SALADO — James Robison, a senior at Salado High School, has begun an unusual and some would say difficult undertaking: He’s trying to get a veterans memorial built in the village.
Robison, 19, is a part of the Texas FFA Ford Leadership Program. The program is an exclusive, six-month-long leadership development course for high school students. Out of 200 Texas FFA members who apply every year, a total of 10 are accepted.
Throughout the program, students are expected to develop and complete a service project in their respective communities. Other students in the program planned and executed a community beautification project and after-school tutoring; Robison’s project is unique in its size and scope.
“Most of the projects are in the $1,000 to $2,000 range,” Robison said. “This costs $25,000. No one has done anything like this before.”
Robison’s project is attempting to raise the funds and construct an entire veterans memorial.
His star-shaped, open plaza design features five obelisks ringing a water fountain.
“One for each branch of service: the Army, Navy, Air Force, Marines and (Coast Guard) ,” said Robison, who was inspired to create a memorial because so many people from this area are veterans. “A memorial will give the community something that can be used for events like Memorial Day and Veterans Day,”
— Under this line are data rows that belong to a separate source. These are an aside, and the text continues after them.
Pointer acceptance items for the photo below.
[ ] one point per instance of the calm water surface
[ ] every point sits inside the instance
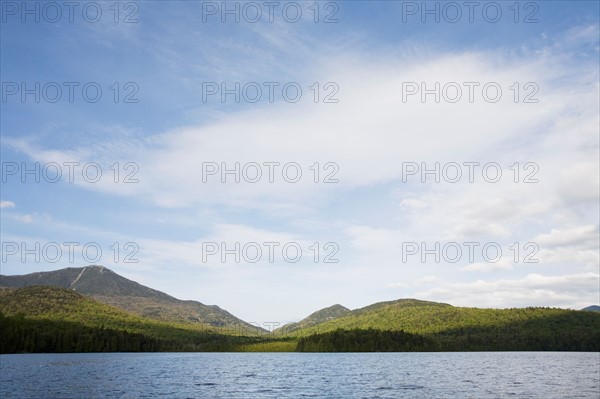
(295, 375)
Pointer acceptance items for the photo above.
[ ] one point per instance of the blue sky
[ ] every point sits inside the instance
(167, 54)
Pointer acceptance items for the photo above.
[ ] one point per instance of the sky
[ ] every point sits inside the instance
(277, 158)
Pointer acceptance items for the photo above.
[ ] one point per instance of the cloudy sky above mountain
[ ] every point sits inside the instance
(309, 153)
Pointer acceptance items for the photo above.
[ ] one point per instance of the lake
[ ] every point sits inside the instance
(292, 375)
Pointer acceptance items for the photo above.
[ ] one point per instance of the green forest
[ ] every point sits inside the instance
(51, 319)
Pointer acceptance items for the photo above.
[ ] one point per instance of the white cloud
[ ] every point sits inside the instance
(6, 204)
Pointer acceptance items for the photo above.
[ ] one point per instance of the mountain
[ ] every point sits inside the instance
(110, 288)
(432, 318)
(593, 308)
(365, 317)
(54, 319)
(318, 317)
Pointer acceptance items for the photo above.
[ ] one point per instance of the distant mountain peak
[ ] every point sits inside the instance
(106, 286)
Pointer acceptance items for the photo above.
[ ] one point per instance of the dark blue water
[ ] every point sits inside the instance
(293, 375)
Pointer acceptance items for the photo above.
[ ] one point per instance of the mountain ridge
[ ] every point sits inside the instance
(106, 286)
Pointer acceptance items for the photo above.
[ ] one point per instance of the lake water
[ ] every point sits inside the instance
(292, 375)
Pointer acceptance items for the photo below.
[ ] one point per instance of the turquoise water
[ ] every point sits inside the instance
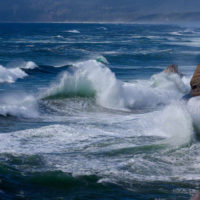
(86, 112)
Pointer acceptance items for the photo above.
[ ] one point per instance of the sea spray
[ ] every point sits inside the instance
(175, 123)
(22, 105)
(11, 74)
(93, 78)
(194, 109)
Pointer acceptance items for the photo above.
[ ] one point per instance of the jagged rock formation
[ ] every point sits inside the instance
(197, 196)
(195, 82)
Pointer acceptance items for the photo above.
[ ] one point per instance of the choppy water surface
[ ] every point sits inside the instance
(86, 112)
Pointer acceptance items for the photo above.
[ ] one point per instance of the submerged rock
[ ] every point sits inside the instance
(173, 69)
(195, 82)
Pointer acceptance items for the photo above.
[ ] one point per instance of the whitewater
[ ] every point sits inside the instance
(86, 112)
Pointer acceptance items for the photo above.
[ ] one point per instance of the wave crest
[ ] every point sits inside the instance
(93, 78)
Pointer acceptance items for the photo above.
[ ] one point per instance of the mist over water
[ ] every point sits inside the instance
(86, 112)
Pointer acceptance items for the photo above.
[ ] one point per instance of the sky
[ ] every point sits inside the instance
(99, 10)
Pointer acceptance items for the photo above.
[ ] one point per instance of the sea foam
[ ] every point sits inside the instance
(19, 106)
(10, 75)
(92, 78)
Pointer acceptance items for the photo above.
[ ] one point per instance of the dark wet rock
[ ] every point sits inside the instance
(195, 82)
(172, 69)
(197, 196)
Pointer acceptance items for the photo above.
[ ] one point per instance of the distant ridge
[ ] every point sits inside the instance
(99, 10)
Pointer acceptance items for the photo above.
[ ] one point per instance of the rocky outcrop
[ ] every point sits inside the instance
(197, 196)
(172, 69)
(195, 82)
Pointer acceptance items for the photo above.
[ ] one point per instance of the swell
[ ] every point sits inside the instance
(94, 79)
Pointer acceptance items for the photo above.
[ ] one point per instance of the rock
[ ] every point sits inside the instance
(197, 196)
(195, 82)
(172, 69)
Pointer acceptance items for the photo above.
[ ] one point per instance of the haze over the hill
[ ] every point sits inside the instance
(99, 10)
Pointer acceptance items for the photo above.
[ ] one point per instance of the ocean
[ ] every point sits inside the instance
(87, 113)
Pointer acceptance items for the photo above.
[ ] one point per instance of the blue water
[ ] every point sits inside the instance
(86, 111)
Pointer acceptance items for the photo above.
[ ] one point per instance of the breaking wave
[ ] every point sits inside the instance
(10, 75)
(93, 78)
(23, 105)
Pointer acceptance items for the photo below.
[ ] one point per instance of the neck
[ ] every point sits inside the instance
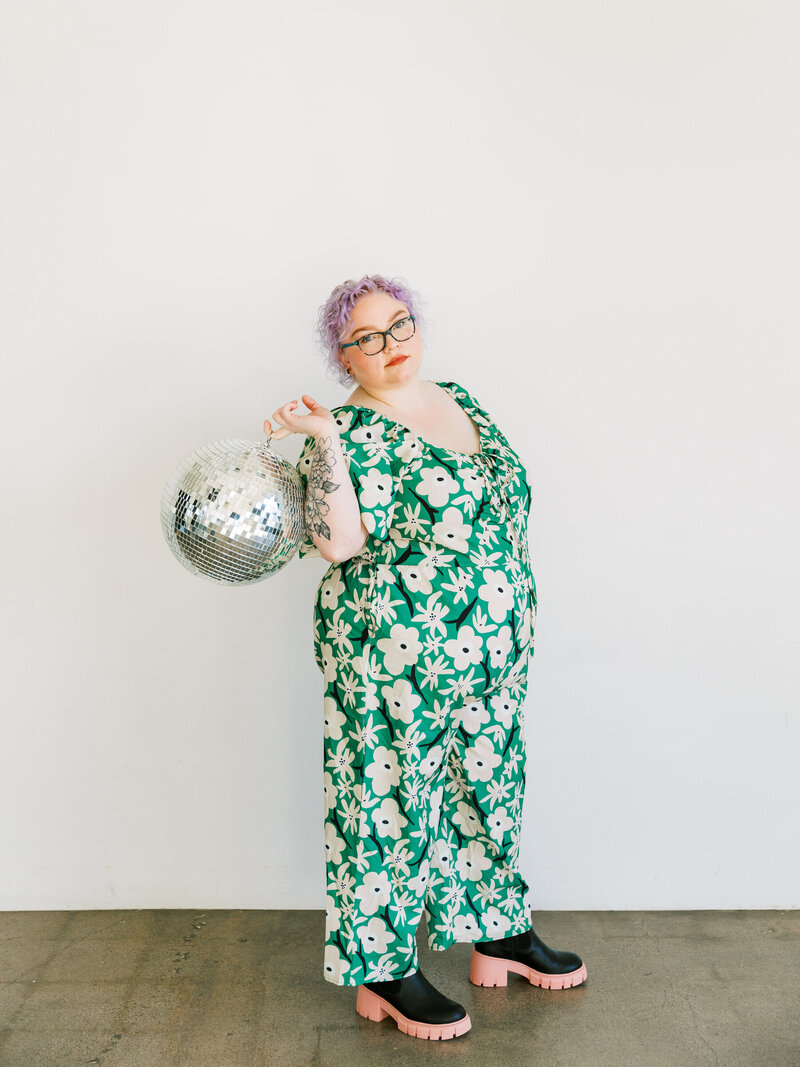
(401, 397)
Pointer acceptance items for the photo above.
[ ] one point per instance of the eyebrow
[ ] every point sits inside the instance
(401, 312)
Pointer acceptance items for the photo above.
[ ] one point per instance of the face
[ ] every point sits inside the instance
(379, 311)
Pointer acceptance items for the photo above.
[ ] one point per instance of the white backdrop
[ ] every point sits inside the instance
(598, 205)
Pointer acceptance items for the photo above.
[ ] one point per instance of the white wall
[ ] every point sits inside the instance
(598, 204)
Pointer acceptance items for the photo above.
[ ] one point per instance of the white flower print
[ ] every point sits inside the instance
(429, 673)
(431, 761)
(383, 970)
(411, 449)
(373, 892)
(499, 647)
(329, 792)
(472, 861)
(344, 419)
(369, 435)
(400, 650)
(411, 524)
(473, 715)
(499, 823)
(434, 814)
(416, 580)
(383, 769)
(480, 760)
(342, 884)
(335, 966)
(462, 686)
(331, 589)
(437, 484)
(466, 928)
(460, 582)
(432, 615)
(425, 666)
(333, 916)
(419, 884)
(334, 844)
(376, 489)
(442, 858)
(365, 733)
(333, 718)
(472, 481)
(452, 530)
(388, 819)
(341, 760)
(328, 659)
(376, 936)
(502, 707)
(408, 742)
(401, 700)
(399, 859)
(499, 594)
(466, 648)
(466, 818)
(495, 924)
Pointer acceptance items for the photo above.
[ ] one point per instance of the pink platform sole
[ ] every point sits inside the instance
(374, 1007)
(491, 971)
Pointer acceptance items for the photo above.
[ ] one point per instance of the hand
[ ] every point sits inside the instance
(317, 423)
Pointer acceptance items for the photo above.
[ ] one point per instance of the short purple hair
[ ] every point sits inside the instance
(334, 315)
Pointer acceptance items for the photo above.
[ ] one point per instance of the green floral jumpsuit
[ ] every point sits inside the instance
(424, 640)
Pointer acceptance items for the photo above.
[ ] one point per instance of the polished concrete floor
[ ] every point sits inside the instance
(243, 988)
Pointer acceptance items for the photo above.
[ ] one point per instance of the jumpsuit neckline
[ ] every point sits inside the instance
(452, 451)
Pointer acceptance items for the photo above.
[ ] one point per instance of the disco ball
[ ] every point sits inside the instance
(233, 511)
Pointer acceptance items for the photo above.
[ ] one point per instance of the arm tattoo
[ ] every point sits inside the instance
(319, 486)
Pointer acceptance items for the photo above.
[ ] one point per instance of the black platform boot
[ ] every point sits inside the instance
(417, 1007)
(525, 954)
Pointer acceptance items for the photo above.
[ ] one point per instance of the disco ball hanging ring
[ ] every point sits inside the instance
(233, 511)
Travis Burleson, pastor of Salado First Baptist Church, said Robison’s desire to work for the community was impressive.
“He genuinely wants to do something for the village,” Burleson said. “I didn’t get the sense that he was a kid who was just looking to do a project to burnish a college application.”
Fred Brown, a member of the village’s board of aldermen, was similarly impressed by Robison’s enthusiasm and thinks the memorial, when it’s completed, will be a great addition to the community.
“It has tremendous potential for the village,” Brown said, “simply because of the retired and active-duty military here.” Because of the difficulty raising $25,000 in funds and constructing an estimated 50-foot by 50-foot monument, the FFA agreed to push the deadline for Robison’s project back six months.
“Everyone else completed their projects back in January,” Robison said. “Because of what I’m doing, I have until July.”